L’Hangar Bicocca ha ospitato lo scorso weekend, 25-28 Maggio, la prima edizione di MixedMedia, un festival di quattro giorni specificatamente ideato e realizzato come momento di riflessione estesa e continuativa sulle più recenti manifestazioni dell’arte veicolata dalle tecnologie digitali. L’evento si inserisce nella tradizione dei festival sul live media, con il preciso intento di indagare gli estremi e le estensioni della riflessione sul modo in cui il digitale sta modificando le strutture culturali e le modalità percettive della società moderna.

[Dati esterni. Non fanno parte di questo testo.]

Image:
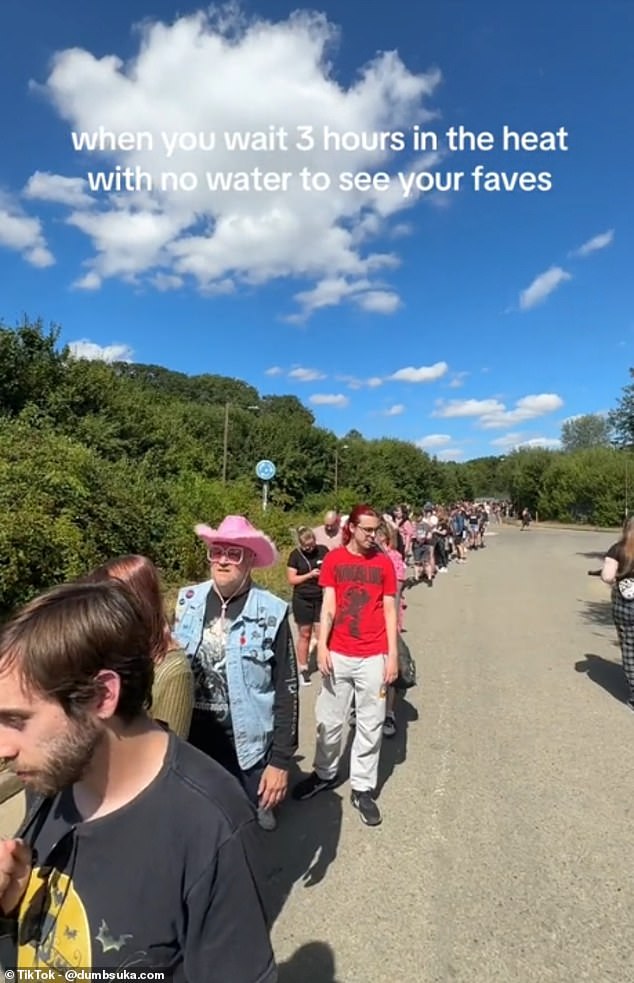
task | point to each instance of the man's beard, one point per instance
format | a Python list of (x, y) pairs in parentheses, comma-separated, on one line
[(69, 757)]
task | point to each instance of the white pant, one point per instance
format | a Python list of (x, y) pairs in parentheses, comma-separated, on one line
[(362, 678)]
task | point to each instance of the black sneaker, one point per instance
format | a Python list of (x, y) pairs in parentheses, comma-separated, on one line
[(368, 809), (312, 785)]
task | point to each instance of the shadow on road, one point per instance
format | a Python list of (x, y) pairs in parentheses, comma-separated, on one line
[(394, 749), (313, 963), (303, 846), (609, 675), (597, 613)]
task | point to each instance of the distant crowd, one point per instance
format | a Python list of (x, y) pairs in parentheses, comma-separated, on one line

Gli aspetti estetici dei media digitali sono infatti ormai consolidati. L’arte generativa dei software, l’evoluzione elettronica della musica, il vjing, il ritorno alla psichedelia e alle rappresentazioni non figurative appartengono ad un linguaggio che ha propri riferimenti artistici e precise direttrici di evoluzione, e lo dimostra innanzitutto il proliferare di comunità soggetti e ambiti di discussione e pratica di questi temi. Ciò che attualmente è oggetto d’indagine non sono tanto i riferimenti culturali o la possibilità di definire una identità coesa e coerente: la partecipazione delle arti elettroniche ad un panorama culturale più ampio è infatti riconosciuta.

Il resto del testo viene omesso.